Yes, there can be no revolution in Israel/Palestine without Palestinian liberation at its center. A revolution in Palestine/Israel would for all practical purposes need to be a Palestinian/Israeli revolution by now, not just a “Palestinian revolution.” Ironically, that may well not yet have been true in the 1970s when the Spartacist position was formulated, but due to the major transformations that have happened in the last half century, it is true now. The old Spartacist concept that a revolution there was impossible without outside stimulus needs to be more completely broken from. The Israeli proletariat has a material interest in breaking from the ideological chains of Zionism, and a Palestinian revolution without the support of the Israeli proletariat is hard to imagine, because the West Bank and Gaza are essentially unviable overgrown Bantustans.

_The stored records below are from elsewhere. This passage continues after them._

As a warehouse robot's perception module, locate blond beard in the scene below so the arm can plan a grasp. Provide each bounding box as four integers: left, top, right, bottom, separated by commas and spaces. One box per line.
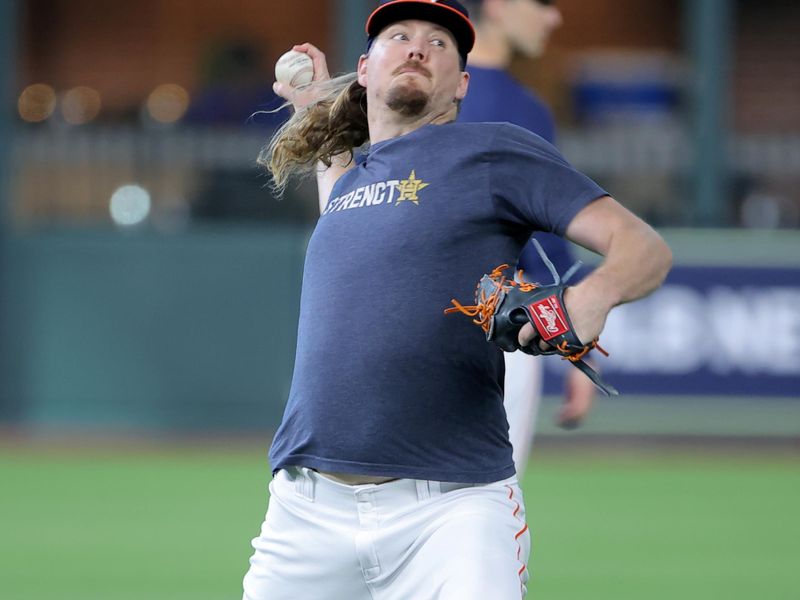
386, 85, 430, 117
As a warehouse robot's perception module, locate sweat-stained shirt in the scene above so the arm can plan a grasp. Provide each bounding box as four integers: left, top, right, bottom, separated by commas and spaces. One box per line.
270, 123, 606, 483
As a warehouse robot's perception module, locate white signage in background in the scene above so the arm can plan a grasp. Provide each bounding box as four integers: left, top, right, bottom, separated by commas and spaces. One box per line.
600, 285, 800, 376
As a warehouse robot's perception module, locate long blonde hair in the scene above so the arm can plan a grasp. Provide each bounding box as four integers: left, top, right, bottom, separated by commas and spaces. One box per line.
258, 73, 369, 195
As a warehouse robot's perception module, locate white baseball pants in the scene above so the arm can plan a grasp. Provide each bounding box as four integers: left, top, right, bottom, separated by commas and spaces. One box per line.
503, 350, 544, 479
243, 468, 530, 600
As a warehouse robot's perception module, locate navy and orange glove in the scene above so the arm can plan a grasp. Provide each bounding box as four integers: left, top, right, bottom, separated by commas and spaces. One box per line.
444, 240, 619, 396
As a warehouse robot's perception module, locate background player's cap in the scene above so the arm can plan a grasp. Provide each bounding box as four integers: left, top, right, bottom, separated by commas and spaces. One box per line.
366, 0, 475, 64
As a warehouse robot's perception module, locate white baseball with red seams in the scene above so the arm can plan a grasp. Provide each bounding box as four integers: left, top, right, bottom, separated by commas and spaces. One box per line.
242, 467, 530, 600
275, 50, 314, 88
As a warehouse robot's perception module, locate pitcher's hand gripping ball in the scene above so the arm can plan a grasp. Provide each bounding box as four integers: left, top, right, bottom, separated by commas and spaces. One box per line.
444, 239, 619, 396
275, 50, 314, 88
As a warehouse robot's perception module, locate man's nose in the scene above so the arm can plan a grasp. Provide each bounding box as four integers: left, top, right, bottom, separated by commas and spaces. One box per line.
550, 6, 564, 29
408, 42, 425, 61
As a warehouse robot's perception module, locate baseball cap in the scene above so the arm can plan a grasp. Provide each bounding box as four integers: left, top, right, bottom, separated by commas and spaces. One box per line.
366, 0, 475, 64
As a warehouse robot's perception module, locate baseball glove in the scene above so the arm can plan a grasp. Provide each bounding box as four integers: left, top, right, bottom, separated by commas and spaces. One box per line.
444, 239, 619, 396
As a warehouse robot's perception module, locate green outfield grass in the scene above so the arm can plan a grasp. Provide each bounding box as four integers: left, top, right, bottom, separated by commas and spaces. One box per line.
0, 439, 800, 600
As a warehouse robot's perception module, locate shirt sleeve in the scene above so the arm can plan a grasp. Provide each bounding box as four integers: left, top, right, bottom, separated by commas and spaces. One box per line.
489, 124, 608, 235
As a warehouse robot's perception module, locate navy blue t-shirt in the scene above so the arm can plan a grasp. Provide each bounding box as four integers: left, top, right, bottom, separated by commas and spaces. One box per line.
458, 65, 575, 283
270, 123, 605, 483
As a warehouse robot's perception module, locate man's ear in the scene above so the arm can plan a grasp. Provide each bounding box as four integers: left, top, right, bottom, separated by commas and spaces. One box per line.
456, 71, 469, 100
356, 54, 369, 87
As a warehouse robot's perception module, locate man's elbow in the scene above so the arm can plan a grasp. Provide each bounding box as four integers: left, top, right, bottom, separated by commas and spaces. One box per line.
650, 232, 672, 286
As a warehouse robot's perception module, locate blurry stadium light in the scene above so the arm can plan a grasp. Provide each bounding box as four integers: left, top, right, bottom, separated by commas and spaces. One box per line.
109, 185, 150, 226
61, 86, 101, 125
17, 83, 56, 123
147, 83, 189, 123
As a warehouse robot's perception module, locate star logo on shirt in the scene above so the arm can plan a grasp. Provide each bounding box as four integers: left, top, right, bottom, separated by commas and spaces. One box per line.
395, 170, 430, 206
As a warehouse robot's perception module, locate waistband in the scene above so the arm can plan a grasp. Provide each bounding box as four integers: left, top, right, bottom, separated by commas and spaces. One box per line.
284, 467, 496, 511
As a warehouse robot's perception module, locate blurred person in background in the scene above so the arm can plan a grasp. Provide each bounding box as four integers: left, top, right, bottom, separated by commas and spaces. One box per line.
458, 0, 595, 477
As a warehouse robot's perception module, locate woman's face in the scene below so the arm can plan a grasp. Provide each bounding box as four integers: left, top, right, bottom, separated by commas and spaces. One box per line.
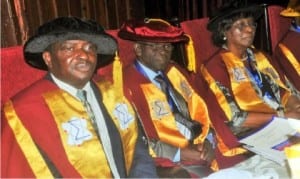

Perhaps this was only a sloppy formulation that needed correcting, I hope so.

Finally, on the Constituent Assembly question. This should be seen as an unrelated question, as after all this is a return to the “old” Spartacist position of only about a decade ago. Here is where there could perhaps in my opinion be a noteworthy political danger.

Simply saying that the Constituent Assembly is “a democratic demand” is inadequate. Granted that one could critically support calling a constituent assembly in a referendum in Tunisia or Chile or any other semicolonial country, just as advocated in that article on the French Constitution of 1946 published in Spartacist #66, at that inappropriate time, in spring 2020. But the Comintern never raised the demand, it is not to be found in the theses on national and colonial questions adopted, or in anything Lenin wrote after 1917 on colonial questions. What did the Comintern raise instead? The call for worker/peasant soviets which is being mocked. That the Stalinists continued to raise this demand after the defeat of the Second Chinese Revolution does not mean that Chinese Trotskyists who opposed raising the Constituent Assembly demand instead were wrong. In the aftermath of defeat, it was time to consolidate forces defensively in the cities and perhaps concentrate on agitation among the peasantry, as proletarian revolution had been bloodily crushed. And the peasantry in China, like the peasantry in Russia, was interested in the land not a new constitution.

The contention that for immediate tactical purposes there was little difference between Trotsky’s “permanent revolution” theory and Lenin’s “bourgeois-democratic dictatorship of the proletariat and peasantry” from 1905 until 1917 is true but not the point. The problem with Lenin’s theory was not that it posed a “two class dictatorship,” but that it was a call for a two stage revolution. Lenin clearly stated that if there were no proletarian revolution in Germany, enabling a transition in Russia to socialist revolution, then inevitably, after this “Jacobin” dictatorship as he called it carried the bourgeois revolution as far as possible within bourgeois confines, then the bourgeoisie would come to power, and the land question would be resolved in the “American” way, with peasants becoming farmers with the kind of relatively free access to the land that American farmers had after Indians were driven out. So, quite logically, when the Tsar was overthrown, Bolsheviks in Petrograd thought that the bourgeois revolution was well underway. So as Stalin put it Kerensky, an SR or even a Trudovik, the peasant party that Lenin hoped to see created, should be supported “insofar as” he carried out revolutionary measures.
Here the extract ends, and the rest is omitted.